The first human transfusion took place in France in 1667 when Jean-Baptiste Denis successfully transfused sheep blood into a fifteen year old boy. The first human to human transfusion was in 1818 and was performed by James Blundell on a patient suffering from postpartum bleeding. Even he had no way of matching the blood and, in fact, didn’t understand that there were blood proteins that made transfusions incompatible between many people and successful between others. It wasn’t until 1901 that Karl Landsteiner discovered the ABO blood groups and begin to understand the nature of transfusions and transfusion reactions. In 1939, the Rh factor was discovered, also by Landsteiner along with several other physicians, thus refining the process further.

So your time-traveling doctor would know all of this and would also know that transfusions are only successful if the donor and recipient match one another as far as blood type is concerned. But he would have no way of testing the donor and recipient for blood type and compatibility, which of course is essential to avoid harming or killing the recipient. But, there is a way around this. He would know that two compatible bloods could be mixed and no reaction would occur while if they were not compatible clumps would form. We call this agglutination and it is the basis of a transfusion reaction. He could simply mix the blood of the donor with that of the recipient––which is more or less the way it’s done today––and look for this reaction. The problem? This agglutination can only be seen microscopically and there were no microscopes in the 15th century.

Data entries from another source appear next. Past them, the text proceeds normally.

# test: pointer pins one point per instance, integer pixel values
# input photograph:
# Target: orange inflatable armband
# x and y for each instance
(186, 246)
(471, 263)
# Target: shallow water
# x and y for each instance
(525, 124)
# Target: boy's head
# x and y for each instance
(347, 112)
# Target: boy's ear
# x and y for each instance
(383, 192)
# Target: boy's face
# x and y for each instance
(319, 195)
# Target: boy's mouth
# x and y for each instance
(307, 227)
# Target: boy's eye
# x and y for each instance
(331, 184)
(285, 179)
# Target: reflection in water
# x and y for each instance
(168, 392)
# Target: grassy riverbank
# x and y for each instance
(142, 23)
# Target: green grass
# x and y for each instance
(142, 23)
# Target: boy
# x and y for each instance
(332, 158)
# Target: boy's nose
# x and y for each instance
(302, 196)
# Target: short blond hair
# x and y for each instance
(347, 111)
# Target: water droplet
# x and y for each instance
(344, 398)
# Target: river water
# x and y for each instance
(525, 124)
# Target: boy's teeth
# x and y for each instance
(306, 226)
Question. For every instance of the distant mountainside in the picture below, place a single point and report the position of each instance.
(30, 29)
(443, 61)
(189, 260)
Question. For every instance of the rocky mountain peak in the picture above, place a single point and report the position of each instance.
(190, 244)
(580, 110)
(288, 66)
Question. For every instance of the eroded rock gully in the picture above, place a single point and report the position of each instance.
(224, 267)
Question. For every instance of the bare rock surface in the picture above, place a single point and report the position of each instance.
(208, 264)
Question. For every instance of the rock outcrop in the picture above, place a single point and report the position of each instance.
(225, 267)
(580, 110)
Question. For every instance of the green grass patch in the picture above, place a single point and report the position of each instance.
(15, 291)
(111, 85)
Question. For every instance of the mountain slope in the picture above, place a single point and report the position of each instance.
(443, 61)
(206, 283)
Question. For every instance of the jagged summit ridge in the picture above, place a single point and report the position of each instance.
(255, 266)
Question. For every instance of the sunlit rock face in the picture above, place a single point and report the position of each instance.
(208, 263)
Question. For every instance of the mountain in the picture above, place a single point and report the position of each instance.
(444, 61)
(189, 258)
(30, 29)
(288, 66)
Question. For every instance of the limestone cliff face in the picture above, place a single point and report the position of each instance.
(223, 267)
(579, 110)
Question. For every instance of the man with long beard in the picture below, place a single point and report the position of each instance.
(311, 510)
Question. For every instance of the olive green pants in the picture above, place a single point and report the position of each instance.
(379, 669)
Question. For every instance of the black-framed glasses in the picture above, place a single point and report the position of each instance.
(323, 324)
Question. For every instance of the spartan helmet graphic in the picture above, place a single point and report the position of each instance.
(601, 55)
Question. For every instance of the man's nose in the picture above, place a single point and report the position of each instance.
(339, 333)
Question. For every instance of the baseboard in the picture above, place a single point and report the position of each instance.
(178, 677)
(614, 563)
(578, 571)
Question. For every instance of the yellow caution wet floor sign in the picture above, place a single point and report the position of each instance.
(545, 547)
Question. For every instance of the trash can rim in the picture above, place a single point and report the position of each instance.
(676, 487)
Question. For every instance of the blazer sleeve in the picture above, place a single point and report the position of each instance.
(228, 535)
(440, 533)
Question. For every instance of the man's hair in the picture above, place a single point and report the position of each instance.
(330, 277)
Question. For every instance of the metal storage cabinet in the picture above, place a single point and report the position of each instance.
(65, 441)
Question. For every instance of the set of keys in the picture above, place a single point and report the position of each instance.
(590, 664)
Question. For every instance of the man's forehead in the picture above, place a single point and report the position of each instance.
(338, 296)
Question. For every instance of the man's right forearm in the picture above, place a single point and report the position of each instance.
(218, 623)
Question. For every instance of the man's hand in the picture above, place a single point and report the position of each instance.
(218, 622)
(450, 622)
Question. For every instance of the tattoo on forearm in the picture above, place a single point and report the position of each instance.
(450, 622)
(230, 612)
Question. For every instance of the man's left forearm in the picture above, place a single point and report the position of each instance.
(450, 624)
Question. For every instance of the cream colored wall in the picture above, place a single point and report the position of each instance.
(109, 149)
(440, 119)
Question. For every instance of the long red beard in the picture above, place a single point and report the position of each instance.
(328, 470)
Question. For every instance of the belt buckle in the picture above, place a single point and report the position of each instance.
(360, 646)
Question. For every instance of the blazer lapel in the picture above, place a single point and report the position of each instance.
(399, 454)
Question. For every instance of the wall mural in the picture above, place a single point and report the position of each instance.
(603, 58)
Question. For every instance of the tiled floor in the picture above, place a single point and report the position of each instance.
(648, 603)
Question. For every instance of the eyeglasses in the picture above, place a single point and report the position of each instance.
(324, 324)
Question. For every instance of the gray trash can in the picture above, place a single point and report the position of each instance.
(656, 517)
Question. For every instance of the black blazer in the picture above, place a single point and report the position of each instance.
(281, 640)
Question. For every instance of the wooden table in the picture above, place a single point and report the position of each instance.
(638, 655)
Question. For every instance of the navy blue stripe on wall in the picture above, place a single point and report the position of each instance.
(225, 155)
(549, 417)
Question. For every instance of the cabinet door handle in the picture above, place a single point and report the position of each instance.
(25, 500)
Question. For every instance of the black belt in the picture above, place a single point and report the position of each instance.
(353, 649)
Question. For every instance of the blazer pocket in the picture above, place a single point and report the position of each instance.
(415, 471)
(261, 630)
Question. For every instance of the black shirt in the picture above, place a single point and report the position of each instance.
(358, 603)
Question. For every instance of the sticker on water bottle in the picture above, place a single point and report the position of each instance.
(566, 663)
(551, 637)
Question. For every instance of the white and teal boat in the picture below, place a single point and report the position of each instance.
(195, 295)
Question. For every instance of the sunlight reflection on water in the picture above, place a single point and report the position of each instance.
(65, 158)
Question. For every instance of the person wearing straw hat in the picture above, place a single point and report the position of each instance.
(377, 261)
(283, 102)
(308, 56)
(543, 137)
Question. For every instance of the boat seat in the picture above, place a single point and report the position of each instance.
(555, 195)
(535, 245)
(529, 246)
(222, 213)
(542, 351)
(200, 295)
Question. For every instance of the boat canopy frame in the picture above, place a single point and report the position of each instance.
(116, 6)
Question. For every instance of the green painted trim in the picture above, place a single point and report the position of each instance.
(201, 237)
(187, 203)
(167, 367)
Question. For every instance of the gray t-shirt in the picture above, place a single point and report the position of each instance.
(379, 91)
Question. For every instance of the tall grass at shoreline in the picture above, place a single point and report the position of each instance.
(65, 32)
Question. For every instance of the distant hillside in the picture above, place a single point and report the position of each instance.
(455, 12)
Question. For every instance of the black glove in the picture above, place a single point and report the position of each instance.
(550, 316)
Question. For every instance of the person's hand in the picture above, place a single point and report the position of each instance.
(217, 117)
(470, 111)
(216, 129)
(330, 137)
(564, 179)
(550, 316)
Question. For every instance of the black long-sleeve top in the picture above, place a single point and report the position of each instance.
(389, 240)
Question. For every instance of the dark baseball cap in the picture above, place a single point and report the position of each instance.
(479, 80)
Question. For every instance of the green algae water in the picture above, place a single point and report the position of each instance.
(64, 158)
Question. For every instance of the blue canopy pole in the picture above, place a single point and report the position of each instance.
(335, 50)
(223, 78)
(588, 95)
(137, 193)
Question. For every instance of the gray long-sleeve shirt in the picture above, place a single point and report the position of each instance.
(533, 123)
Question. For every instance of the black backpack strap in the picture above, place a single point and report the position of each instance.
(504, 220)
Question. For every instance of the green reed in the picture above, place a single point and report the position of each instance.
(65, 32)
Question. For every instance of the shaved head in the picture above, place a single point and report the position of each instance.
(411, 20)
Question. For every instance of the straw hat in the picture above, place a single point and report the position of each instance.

The microscope was discovered in 1590 by two Dutch spectacle makers–Zacharias Janssen and his son Hans. They employed the glass lenses they used in their spectacle making, which had been around since the 13th century. When they placed these lenses in tubes, they discovered that they magnified any image viewed through the tube. This was the precursor of the true microscope which was developed nearly 70 years later (1660s) by Anton van Leeuwenhoek. So, your modern physician would know this and could perhaps fashion his own crude microscope from spectacle lenses. This would allow him to see any agglutination that might occur. He could then simply take the recipient’s blood and test it against several potential donors and see which one had the least reaction. This would be crude cross matching but it could work. He would then know whose blood to use in the transfusion process.